Hey everyone! How have you all been? I am sure you are all wondering why I never started my New York blog series. I know it has been almost 3 weeks since I made the announcement and I have yet to post the first installment. Well, long story short, it is a major pain in the ass to move to New York City. Ignorantly, I had these ideas about 19 year olds from the Midwest that just up and move to New York and automatically find a one room studio for $800 a month and just work day and night to move up to a one bedroom whenever they’ve saved enough money.

Let me just say, if you are thinking about this little fantasy too, THAT IS NOT HOW IT WORKS.

Reality smacked me in the face quite quickly. About a month ago, I went up to Massachusetts with my boyfriend. He has a timeshare up there and we figured we could just take the train into the city everyday and find something quickly. I had been looking on Zillow.com and Trulia.com for a few weeks, but everyone that I called or emailed said to call them when I got to the city because the listings that were available would be gone by the time I got there. I later found out that the average listing is only available for 48 hours, so you have to jump on them immediately and submit an application.

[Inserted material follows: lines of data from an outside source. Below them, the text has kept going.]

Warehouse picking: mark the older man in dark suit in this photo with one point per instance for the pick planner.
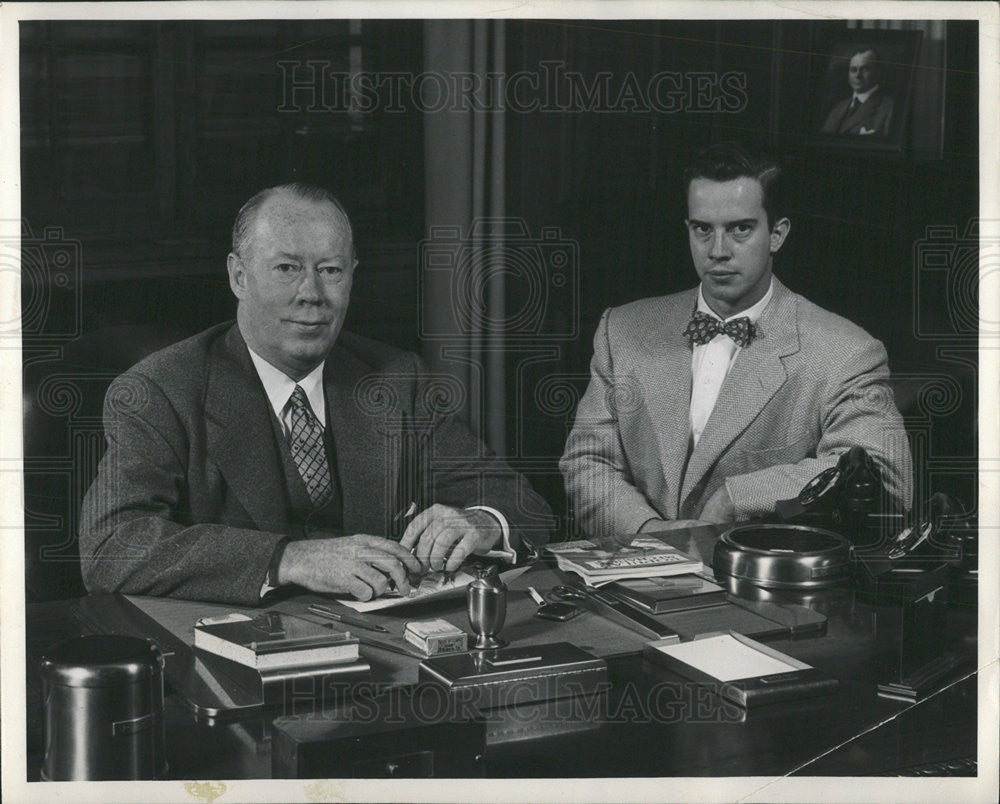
(868, 112)
(712, 404)
(279, 451)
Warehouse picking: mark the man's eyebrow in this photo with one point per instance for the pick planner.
(728, 224)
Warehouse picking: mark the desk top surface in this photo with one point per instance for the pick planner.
(820, 736)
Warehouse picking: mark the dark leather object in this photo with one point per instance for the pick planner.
(63, 396)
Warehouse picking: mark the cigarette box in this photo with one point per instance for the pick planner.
(436, 637)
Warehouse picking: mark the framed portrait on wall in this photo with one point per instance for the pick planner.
(861, 90)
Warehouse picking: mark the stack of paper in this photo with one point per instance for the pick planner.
(645, 557)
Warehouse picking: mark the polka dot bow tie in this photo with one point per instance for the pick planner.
(703, 327)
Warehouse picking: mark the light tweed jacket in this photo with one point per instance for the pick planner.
(809, 387)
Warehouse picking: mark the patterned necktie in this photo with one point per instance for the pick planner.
(703, 327)
(308, 449)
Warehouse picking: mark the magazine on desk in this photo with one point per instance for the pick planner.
(644, 557)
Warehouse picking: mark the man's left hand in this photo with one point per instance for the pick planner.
(442, 537)
(719, 509)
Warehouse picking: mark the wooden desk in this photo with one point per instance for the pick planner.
(651, 723)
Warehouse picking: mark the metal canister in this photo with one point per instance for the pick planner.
(103, 701)
(487, 607)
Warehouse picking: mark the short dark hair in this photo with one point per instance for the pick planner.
(300, 189)
(726, 161)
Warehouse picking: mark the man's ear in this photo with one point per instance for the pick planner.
(237, 275)
(779, 232)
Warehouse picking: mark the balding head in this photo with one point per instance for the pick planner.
(291, 268)
(305, 191)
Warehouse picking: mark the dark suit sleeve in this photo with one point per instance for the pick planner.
(598, 480)
(461, 471)
(135, 536)
(857, 409)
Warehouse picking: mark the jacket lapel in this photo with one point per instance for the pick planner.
(239, 433)
(755, 377)
(360, 423)
(667, 388)
(865, 111)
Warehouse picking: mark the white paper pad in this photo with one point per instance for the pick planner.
(726, 658)
(432, 588)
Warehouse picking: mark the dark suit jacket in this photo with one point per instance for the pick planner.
(190, 499)
(874, 116)
(809, 387)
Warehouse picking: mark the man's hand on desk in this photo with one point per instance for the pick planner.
(359, 565)
(442, 537)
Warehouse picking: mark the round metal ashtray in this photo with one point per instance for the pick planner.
(783, 556)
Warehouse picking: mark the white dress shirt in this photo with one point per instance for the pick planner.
(278, 387)
(861, 97)
(710, 363)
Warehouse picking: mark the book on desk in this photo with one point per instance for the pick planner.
(274, 641)
(276, 654)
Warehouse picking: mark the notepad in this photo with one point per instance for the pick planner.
(727, 659)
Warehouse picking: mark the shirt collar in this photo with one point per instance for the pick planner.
(753, 313)
(279, 386)
(863, 96)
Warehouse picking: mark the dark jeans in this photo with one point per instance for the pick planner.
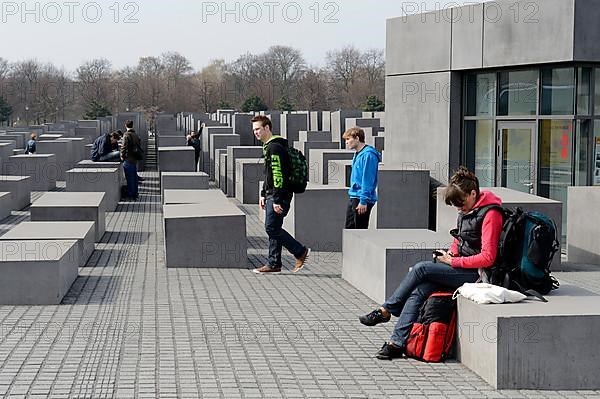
(353, 219)
(132, 179)
(420, 282)
(278, 237)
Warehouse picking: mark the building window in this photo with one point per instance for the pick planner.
(480, 150)
(596, 154)
(518, 93)
(558, 91)
(555, 169)
(480, 94)
(582, 151)
(584, 88)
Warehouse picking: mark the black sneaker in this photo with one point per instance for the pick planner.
(374, 318)
(389, 352)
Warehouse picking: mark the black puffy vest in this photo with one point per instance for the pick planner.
(468, 231)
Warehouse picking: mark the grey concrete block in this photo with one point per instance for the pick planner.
(242, 126)
(177, 197)
(93, 180)
(531, 344)
(423, 103)
(403, 199)
(339, 173)
(89, 164)
(206, 133)
(19, 188)
(292, 124)
(218, 165)
(319, 163)
(217, 228)
(234, 153)
(6, 151)
(376, 261)
(223, 172)
(82, 232)
(427, 34)
(446, 215)
(314, 135)
(37, 272)
(308, 211)
(316, 120)
(61, 149)
(583, 225)
(307, 146)
(40, 167)
(64, 206)
(249, 172)
(467, 33)
(50, 137)
(183, 181)
(543, 35)
(6, 204)
(219, 142)
(176, 159)
(77, 151)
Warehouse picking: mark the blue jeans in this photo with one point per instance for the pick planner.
(278, 237)
(130, 170)
(420, 282)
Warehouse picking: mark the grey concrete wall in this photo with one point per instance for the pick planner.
(543, 32)
(583, 225)
(467, 31)
(421, 112)
(417, 43)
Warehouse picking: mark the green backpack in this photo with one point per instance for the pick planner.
(298, 178)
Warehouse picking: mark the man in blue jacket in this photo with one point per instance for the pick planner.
(363, 181)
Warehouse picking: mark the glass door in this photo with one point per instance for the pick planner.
(516, 156)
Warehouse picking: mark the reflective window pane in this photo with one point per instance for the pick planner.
(558, 91)
(480, 150)
(555, 161)
(480, 94)
(518, 93)
(597, 92)
(582, 157)
(584, 77)
(596, 167)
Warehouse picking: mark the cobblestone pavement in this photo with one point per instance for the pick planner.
(131, 328)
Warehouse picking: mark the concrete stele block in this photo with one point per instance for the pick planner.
(308, 211)
(19, 188)
(41, 168)
(93, 180)
(37, 272)
(83, 232)
(76, 206)
(218, 228)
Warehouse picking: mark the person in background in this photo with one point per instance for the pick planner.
(31, 145)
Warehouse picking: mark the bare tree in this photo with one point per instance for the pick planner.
(94, 78)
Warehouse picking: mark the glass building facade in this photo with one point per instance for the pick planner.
(536, 130)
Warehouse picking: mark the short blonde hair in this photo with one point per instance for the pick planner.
(355, 132)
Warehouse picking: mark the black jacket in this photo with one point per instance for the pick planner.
(277, 169)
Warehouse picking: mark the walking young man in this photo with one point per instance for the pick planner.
(275, 198)
(131, 141)
(363, 181)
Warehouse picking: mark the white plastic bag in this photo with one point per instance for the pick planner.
(488, 293)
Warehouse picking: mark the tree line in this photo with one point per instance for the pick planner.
(32, 92)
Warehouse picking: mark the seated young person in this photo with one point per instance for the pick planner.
(475, 245)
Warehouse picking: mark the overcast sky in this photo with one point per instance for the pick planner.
(67, 32)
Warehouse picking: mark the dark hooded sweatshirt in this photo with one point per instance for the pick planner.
(277, 169)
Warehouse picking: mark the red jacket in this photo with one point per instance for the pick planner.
(490, 233)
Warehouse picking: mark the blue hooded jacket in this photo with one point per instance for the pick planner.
(363, 181)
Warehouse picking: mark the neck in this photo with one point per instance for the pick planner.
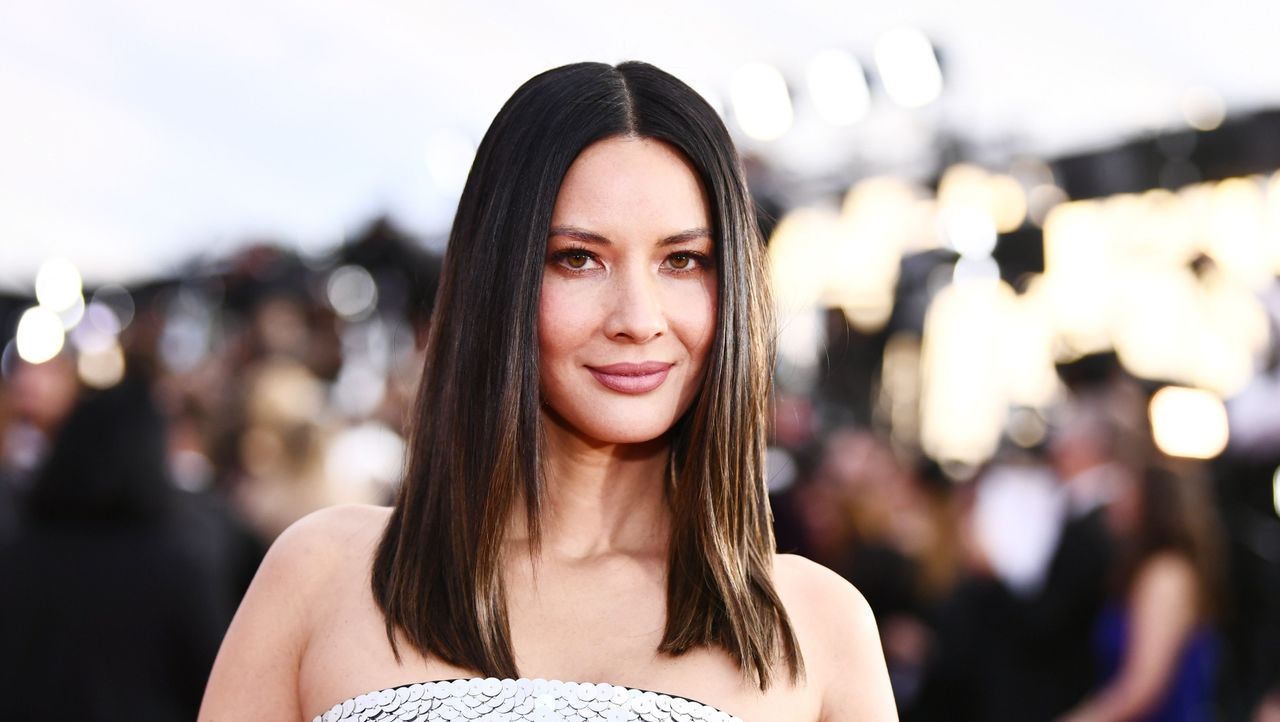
(603, 499)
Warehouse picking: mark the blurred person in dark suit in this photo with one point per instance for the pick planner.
(33, 401)
(1018, 652)
(113, 602)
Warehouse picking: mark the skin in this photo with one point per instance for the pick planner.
(590, 606)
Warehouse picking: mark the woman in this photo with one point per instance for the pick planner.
(1156, 648)
(584, 498)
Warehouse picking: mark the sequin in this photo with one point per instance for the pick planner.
(519, 700)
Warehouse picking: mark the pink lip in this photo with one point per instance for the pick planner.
(631, 378)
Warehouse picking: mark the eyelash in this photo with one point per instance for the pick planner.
(561, 256)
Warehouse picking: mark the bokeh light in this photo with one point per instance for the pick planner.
(352, 292)
(40, 334)
(101, 368)
(909, 68)
(58, 284)
(1203, 108)
(1188, 423)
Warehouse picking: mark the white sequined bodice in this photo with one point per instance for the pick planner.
(520, 700)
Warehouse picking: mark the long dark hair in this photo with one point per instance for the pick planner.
(1176, 515)
(475, 439)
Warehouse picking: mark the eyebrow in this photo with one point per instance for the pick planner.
(588, 237)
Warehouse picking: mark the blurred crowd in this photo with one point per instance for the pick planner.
(1084, 576)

I found one realtor online that worked in Brooklyn (from what I understand the real estate licenses in the city are only good for one borough, so most agents stick to one borough). She called me about a week before I was due to arrive and I gave her my budget and the areas I wanted to live. At this time, I had this fantasy in my mind that I would be able to find a studio for $900, so I said that my budget was $1000 a month. I did not have any other requirements. As I am not moving my furniture, I did not care about square footage or anything. This agent told me to contact her when I got to New York, so on the ride up to Massachusetts I called her and we talked for about 45 minutes. She said she would look and call me back the next morning.

I found out through research that if you are not employed in New York City, you have to have a cosigner from the tri-state area. If you call people and tell them you are a student and you have cash for the lease (which I did), they still won’t show you the listing because most places require you to have a minimum income of 40 times the rent. i.e. A studio for $1000 a month means you have to make $40,000 at a job in New York.